Precision depends on the retrieval cutoff (how many documents you ask the retriever to return). At cutoff 5 you might have 4 relevant; at cutoff 10 you might have 6 relevant (precision drops to 0.6 if the extra 5 documents are mostly noise). Precision at 5 (P@5) is a standard metric for measuring shallow retrieval quality, often used in production where compute budgets limit context length.
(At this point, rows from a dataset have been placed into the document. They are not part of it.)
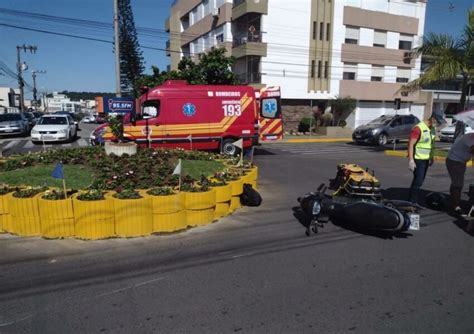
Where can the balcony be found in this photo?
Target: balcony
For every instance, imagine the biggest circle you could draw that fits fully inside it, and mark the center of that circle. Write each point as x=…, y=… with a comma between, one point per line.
x=249, y=78
x=249, y=44
x=242, y=7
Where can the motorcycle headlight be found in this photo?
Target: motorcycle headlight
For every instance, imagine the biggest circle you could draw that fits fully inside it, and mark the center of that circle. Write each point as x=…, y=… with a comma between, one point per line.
x=316, y=208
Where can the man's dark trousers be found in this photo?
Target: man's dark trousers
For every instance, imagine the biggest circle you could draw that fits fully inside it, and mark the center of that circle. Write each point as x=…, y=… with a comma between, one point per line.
x=418, y=178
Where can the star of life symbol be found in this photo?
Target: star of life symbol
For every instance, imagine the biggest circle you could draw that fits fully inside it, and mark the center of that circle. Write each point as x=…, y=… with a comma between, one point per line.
x=189, y=109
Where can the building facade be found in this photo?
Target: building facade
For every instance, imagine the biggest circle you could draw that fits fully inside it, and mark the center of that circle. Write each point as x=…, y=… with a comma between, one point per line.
x=315, y=50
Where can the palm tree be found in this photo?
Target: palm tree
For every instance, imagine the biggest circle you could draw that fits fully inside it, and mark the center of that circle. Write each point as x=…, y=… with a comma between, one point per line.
x=447, y=58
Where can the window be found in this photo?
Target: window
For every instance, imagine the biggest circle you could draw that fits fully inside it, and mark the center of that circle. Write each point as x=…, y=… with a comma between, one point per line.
x=405, y=42
x=403, y=75
x=352, y=35
x=402, y=80
x=380, y=38
x=377, y=73
x=349, y=72
x=348, y=76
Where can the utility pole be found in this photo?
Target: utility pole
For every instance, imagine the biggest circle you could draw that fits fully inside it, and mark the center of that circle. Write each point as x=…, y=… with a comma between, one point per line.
x=20, y=68
x=33, y=74
x=117, y=50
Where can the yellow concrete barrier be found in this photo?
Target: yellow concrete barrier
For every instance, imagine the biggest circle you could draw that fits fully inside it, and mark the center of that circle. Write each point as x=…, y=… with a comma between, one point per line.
x=133, y=217
x=57, y=218
x=5, y=217
x=94, y=219
x=25, y=215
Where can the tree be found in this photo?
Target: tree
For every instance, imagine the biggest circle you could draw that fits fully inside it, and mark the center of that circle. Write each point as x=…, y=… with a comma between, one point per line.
x=213, y=68
x=131, y=57
x=447, y=58
x=341, y=107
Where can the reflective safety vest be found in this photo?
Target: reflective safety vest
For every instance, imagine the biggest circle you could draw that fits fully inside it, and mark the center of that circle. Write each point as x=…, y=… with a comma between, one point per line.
x=425, y=143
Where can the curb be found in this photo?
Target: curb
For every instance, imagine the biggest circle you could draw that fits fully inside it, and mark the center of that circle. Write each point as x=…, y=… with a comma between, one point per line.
x=403, y=154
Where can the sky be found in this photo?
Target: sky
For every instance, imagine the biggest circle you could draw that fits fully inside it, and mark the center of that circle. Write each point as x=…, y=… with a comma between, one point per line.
x=85, y=65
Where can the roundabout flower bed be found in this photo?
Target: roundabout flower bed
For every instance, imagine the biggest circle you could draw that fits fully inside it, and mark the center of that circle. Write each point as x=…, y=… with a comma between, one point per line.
x=124, y=196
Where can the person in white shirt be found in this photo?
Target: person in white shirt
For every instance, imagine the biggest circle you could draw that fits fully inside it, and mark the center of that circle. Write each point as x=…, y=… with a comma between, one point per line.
x=459, y=154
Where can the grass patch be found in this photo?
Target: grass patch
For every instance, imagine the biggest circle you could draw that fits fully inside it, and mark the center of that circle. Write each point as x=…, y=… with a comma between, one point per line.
x=77, y=176
x=196, y=168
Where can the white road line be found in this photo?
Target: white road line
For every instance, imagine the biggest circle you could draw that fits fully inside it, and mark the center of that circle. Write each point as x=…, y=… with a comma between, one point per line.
x=10, y=145
x=29, y=144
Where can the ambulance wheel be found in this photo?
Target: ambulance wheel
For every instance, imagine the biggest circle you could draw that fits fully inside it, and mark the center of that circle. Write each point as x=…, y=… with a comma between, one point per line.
x=228, y=147
x=382, y=139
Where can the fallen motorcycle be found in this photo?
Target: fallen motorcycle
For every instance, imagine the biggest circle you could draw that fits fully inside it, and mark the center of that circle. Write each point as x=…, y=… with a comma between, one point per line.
x=357, y=201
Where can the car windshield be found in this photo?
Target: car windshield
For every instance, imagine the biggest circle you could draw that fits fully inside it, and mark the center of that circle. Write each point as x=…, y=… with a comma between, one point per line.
x=53, y=120
x=10, y=117
x=382, y=120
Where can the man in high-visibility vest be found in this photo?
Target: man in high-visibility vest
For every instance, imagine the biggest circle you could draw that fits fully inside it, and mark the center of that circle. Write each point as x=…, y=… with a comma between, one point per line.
x=421, y=150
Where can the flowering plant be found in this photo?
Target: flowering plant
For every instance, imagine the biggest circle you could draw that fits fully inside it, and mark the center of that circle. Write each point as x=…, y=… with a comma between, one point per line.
x=91, y=195
x=127, y=194
x=161, y=191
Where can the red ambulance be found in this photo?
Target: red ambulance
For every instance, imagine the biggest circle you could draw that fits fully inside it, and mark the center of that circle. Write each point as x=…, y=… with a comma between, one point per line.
x=202, y=117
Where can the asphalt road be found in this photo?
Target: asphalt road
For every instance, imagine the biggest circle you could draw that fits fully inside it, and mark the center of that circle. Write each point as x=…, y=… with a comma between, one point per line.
x=256, y=271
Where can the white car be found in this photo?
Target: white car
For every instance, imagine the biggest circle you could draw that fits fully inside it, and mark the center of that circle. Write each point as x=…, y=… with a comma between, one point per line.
x=88, y=119
x=54, y=127
x=447, y=134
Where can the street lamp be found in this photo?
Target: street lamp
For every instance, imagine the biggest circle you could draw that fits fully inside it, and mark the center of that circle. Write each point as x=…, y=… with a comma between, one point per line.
x=20, y=68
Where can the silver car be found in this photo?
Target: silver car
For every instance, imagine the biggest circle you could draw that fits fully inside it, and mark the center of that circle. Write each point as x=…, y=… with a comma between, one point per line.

def precision_at_k(retrieved_doc_ids: List[str], 
relevant_doc_ids: set) -> float:
"""
Compute precision at k (k = len(retrieved_doc_ids)).

Args:
retrieved_doc_ids: Ordered list of retrieved document IDs.
relevant_doc_ids: Set of ground-truth relevant document IDs.

Returns:
Precision at k: fraction of retrieved docs that are relevant.
"""
if not retrieved_doc_ids:
return 0.0

num_relevant = sum(1 for doc_id in retrieved_doc_ids
if doc_id in relevant_doc_ids)
return num_relevant / len(retrieved_doc_ids)

# Example: retrieved 5 documents, 3 are relevant
retrieved = ['doc1', 'doc2', 'doc3', 'doc4', 'doc5']
relevant = {'doc1', 'doc3', 'doc5'} # Ground truth
p_at_5 = precision_at_k(retrieved, relevant)
print(f"Precision@5 = {p_at_5}") # Output: 0.6

Recall: Did You Find the Documents That Exist?

Recall is the ratio of relevant retrieved documents to all relevant documents in the ground truth. If 10 relevant documents exist in the corpus and you retrieve 6 of them, recall is 0.6. Recall measures coverage: are you missing important documents that should influence the answer?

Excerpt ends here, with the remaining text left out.